Gilbert, who is informally known as the athletic director for University wheelchair sports, has seen remarkable change in McGrory’s personality from the moment she stepped foot on campus to her golden moment in Beijing.

“When I first met Amanda, she was shy and not very sure of herself as an athlete,” Gilbert said. “She was more into basketball at that time. She wasn’t really a racer.”

Gilbert said now, after participating in two University sports, McGrory approaches life with increased confidence.

McGrory credits much of her track success on the international stage to Bleakney.

“Adam is definitely one of the best coaches in the world,” McGrory said. “We have some of the best athletes, not only in the United States, but in the world, at the University of Illinois right now with Jessica Galli and Josh George and Anjali Forber-Pratt. These are all Paralympic gold medalists being coached by the same person. Kids from Germany and countries all over the world want to come to Illinois so they can be coached by him.”

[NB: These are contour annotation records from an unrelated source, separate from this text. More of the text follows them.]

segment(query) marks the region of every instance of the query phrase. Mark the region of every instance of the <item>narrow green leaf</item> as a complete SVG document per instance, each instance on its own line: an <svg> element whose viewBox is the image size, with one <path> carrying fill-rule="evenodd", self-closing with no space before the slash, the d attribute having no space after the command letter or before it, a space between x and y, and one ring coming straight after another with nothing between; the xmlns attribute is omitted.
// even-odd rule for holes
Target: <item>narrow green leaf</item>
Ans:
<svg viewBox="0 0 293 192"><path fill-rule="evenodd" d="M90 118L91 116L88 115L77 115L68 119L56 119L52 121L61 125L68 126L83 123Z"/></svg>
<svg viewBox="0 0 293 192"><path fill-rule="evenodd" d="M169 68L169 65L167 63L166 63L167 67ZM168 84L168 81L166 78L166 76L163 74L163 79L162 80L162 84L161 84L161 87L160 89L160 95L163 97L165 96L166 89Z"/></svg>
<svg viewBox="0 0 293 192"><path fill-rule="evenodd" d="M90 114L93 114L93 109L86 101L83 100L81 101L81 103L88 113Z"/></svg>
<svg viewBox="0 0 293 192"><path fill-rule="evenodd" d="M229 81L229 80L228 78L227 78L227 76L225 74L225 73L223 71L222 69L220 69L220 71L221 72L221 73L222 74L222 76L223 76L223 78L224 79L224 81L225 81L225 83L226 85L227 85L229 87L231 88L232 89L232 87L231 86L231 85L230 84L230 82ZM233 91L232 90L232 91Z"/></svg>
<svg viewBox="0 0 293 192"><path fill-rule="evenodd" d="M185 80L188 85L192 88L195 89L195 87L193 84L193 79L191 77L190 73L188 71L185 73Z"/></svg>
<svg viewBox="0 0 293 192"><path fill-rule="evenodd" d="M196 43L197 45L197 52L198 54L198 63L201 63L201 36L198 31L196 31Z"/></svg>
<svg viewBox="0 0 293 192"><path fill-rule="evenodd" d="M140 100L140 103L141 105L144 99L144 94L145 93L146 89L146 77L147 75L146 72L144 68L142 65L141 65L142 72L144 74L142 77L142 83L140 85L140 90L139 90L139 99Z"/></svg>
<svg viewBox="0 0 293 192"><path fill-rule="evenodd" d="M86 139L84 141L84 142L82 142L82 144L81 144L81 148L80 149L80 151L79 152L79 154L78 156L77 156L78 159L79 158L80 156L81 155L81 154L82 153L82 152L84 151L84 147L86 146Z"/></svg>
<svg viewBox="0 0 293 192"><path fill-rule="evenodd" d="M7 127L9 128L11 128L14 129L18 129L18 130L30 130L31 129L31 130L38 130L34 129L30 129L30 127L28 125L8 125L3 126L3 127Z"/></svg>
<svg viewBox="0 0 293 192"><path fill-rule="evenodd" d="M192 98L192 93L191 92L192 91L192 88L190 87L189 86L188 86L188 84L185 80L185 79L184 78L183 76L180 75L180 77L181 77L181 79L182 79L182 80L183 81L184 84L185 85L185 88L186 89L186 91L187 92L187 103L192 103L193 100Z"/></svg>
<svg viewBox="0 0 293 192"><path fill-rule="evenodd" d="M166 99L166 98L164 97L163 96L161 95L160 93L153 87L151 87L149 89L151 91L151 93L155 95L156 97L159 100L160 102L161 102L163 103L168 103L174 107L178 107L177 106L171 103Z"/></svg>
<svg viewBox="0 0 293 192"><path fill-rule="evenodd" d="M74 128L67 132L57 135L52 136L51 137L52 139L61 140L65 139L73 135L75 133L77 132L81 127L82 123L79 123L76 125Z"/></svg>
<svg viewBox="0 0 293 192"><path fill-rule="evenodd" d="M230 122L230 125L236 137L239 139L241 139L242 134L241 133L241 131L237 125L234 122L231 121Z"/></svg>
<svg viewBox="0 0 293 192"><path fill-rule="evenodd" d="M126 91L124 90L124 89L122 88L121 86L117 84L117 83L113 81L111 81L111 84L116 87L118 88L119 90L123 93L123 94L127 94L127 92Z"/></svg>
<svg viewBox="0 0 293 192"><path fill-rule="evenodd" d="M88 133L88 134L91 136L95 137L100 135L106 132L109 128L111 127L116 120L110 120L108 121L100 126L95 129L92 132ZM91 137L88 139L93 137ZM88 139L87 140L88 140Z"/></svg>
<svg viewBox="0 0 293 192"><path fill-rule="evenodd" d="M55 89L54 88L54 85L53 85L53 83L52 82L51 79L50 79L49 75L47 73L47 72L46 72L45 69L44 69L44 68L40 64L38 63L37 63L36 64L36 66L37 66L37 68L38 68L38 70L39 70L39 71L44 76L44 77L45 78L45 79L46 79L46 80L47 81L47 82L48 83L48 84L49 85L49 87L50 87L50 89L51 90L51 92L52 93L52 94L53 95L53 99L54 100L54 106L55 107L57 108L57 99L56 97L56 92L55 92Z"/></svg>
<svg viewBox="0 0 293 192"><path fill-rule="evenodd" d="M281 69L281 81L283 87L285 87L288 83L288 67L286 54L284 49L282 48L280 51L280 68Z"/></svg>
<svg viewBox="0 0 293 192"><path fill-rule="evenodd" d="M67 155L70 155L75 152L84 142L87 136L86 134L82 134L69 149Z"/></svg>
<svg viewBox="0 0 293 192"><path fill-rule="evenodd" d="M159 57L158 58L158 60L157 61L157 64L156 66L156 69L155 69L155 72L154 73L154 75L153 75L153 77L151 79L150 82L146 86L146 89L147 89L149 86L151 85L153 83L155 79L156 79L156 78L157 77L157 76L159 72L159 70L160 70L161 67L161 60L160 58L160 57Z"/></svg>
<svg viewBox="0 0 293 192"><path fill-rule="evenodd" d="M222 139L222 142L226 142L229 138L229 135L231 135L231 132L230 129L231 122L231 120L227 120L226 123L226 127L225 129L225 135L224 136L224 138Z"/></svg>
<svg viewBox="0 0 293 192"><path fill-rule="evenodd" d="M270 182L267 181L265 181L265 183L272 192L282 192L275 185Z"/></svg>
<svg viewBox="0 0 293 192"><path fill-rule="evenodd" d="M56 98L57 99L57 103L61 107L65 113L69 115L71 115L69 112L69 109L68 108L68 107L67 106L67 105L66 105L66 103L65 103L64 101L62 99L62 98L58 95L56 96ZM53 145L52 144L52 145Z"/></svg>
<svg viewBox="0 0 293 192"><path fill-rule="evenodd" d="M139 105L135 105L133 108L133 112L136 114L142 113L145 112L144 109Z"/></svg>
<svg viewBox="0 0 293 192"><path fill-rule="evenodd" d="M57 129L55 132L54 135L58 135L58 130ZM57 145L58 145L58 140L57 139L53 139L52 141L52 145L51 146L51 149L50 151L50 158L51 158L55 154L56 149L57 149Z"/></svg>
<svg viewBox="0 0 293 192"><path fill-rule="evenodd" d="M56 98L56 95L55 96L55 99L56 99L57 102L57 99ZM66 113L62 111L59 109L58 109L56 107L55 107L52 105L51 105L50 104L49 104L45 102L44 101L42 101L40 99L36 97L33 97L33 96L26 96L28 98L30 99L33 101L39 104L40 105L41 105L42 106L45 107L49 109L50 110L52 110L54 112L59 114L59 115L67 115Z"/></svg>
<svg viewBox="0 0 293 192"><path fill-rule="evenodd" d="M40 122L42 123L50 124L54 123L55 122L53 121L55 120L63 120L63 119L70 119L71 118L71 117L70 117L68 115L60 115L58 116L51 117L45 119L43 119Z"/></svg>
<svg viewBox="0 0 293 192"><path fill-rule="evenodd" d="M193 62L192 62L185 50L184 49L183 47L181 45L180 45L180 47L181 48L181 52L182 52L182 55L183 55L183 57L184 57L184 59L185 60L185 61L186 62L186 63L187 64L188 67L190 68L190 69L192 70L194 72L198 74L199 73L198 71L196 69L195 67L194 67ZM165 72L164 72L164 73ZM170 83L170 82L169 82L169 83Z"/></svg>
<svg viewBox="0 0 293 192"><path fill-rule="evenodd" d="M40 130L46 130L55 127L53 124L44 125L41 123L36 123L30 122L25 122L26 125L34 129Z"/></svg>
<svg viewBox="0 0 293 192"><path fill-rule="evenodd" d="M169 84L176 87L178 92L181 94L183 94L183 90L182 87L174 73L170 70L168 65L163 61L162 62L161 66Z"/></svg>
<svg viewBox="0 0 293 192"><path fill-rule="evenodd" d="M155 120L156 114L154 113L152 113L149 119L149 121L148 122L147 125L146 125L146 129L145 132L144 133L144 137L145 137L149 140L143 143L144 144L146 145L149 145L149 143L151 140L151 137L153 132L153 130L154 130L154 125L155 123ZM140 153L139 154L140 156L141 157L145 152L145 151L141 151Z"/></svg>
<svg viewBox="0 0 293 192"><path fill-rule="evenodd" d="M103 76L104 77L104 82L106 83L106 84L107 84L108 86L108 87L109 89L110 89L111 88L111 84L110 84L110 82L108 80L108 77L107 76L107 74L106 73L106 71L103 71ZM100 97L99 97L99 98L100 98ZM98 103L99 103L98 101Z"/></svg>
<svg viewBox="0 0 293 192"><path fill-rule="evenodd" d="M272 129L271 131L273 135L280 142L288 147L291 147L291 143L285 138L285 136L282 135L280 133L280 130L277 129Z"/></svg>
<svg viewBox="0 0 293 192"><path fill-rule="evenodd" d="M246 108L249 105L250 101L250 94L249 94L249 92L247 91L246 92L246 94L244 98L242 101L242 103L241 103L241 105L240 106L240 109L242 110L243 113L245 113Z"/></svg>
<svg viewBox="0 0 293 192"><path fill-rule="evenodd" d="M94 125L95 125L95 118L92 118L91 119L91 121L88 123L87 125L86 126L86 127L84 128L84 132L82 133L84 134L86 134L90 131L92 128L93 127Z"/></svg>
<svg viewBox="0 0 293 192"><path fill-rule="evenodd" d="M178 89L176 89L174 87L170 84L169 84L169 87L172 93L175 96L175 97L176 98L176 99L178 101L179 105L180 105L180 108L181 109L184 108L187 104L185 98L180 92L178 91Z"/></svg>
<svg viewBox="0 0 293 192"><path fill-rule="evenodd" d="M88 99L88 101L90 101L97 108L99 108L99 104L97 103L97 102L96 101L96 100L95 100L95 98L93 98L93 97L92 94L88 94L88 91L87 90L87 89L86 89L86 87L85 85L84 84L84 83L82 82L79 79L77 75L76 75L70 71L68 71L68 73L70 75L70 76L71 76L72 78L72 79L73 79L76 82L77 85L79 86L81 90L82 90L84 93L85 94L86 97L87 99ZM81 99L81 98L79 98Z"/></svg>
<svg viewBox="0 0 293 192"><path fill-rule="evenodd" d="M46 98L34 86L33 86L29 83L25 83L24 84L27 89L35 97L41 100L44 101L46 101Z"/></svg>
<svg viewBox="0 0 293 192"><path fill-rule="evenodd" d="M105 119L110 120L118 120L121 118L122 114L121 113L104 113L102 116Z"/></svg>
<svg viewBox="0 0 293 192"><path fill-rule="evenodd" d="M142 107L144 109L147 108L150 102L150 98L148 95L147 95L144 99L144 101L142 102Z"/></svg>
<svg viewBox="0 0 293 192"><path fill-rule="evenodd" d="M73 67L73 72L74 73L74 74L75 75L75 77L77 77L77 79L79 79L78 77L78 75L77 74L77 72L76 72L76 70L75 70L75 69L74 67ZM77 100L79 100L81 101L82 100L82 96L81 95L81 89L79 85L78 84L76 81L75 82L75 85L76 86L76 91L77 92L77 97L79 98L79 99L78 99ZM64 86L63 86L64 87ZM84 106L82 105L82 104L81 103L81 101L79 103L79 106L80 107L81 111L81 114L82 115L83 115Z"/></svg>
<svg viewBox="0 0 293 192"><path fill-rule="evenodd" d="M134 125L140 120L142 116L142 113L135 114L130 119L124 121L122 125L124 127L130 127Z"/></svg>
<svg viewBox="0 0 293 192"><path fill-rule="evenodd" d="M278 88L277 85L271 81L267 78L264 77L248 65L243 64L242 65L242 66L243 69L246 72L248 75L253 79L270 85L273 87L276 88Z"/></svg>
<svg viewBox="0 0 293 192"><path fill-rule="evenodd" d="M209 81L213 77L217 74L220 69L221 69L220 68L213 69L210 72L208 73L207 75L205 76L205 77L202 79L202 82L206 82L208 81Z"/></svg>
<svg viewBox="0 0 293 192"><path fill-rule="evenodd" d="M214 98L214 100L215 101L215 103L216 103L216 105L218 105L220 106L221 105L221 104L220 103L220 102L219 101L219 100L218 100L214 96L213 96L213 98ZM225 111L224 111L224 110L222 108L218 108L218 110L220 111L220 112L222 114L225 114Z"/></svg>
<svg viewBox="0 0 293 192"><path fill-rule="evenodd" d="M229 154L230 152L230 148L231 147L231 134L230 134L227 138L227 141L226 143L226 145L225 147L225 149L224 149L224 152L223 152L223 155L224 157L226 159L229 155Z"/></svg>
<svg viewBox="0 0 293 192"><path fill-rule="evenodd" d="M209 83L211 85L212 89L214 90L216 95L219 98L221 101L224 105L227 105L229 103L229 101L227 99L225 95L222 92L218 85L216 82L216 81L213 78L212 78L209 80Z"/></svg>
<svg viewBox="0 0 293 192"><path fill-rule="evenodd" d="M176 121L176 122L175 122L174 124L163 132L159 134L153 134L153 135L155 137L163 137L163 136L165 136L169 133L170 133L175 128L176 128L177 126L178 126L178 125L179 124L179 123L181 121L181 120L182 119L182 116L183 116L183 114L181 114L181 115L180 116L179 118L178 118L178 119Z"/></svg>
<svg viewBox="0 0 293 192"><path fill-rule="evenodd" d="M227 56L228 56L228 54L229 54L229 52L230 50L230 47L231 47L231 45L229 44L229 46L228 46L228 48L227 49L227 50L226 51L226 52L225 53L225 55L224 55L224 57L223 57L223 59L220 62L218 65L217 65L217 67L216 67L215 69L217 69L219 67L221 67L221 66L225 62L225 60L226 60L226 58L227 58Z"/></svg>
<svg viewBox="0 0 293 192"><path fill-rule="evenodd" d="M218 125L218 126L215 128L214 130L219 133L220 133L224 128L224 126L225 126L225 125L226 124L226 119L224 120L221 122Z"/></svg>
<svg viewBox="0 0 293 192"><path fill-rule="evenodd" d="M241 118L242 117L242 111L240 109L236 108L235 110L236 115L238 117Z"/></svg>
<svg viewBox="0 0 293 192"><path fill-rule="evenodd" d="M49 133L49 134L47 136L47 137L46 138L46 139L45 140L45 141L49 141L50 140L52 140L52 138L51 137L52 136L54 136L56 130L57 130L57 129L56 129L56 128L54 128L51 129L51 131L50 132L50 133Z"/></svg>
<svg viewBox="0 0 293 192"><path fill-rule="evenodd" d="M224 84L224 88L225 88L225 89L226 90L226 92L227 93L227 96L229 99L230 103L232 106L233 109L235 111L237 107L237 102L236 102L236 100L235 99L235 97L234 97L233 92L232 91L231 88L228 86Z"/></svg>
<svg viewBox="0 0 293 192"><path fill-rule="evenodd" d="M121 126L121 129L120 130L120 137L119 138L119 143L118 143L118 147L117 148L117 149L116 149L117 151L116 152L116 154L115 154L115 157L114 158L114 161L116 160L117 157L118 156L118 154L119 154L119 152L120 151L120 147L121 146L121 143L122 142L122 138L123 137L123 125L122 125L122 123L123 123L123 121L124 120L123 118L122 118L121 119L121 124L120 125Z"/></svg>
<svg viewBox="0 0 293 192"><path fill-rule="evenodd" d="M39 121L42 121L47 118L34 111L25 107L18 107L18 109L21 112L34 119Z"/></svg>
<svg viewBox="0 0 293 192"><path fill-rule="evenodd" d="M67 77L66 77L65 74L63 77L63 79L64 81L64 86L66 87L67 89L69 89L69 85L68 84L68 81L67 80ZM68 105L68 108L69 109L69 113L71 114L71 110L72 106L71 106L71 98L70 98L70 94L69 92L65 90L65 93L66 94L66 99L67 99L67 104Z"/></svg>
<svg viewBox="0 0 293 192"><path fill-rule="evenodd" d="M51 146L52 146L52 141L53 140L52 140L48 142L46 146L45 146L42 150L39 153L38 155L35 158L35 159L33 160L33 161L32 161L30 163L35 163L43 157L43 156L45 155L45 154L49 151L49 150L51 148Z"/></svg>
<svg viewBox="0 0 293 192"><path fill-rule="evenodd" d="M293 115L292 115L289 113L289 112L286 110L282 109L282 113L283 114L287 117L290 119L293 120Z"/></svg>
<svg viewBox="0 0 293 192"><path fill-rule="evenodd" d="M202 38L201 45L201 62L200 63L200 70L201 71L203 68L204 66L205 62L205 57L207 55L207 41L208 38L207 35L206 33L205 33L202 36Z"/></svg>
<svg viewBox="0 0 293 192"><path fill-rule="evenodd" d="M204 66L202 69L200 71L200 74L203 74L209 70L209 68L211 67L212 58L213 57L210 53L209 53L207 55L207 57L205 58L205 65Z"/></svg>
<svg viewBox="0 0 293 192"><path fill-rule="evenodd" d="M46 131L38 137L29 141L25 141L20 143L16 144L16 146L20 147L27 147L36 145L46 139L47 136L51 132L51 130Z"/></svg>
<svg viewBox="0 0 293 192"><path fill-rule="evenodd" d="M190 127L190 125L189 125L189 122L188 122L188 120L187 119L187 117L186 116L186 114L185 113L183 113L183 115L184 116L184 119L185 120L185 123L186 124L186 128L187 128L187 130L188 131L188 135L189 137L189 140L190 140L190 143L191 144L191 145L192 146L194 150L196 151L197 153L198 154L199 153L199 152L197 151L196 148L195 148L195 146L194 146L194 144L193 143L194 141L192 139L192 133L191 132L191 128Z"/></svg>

Gilbert explained that Bleakney trains his athletes as hard as any Division I coach on campus.

“They train six days a week,” Gilbert said of the wheelchair track athletes. “They put 100 percent into their workouts because that’s the type of athletes they want to be.”

McGrory, who enrolled as a freshman at the University in fall 2004, will return to Champaign in January to begin her senior year.

Following the conclusion of the Paralympic Games on Wednesday, she will take the remainder of the semester off to travel and compete.

But for now, McGrory is more than satisfied in her performance against the best.

“This is something that only comes around every four years, so everyone is at their best right now,” McGrory said.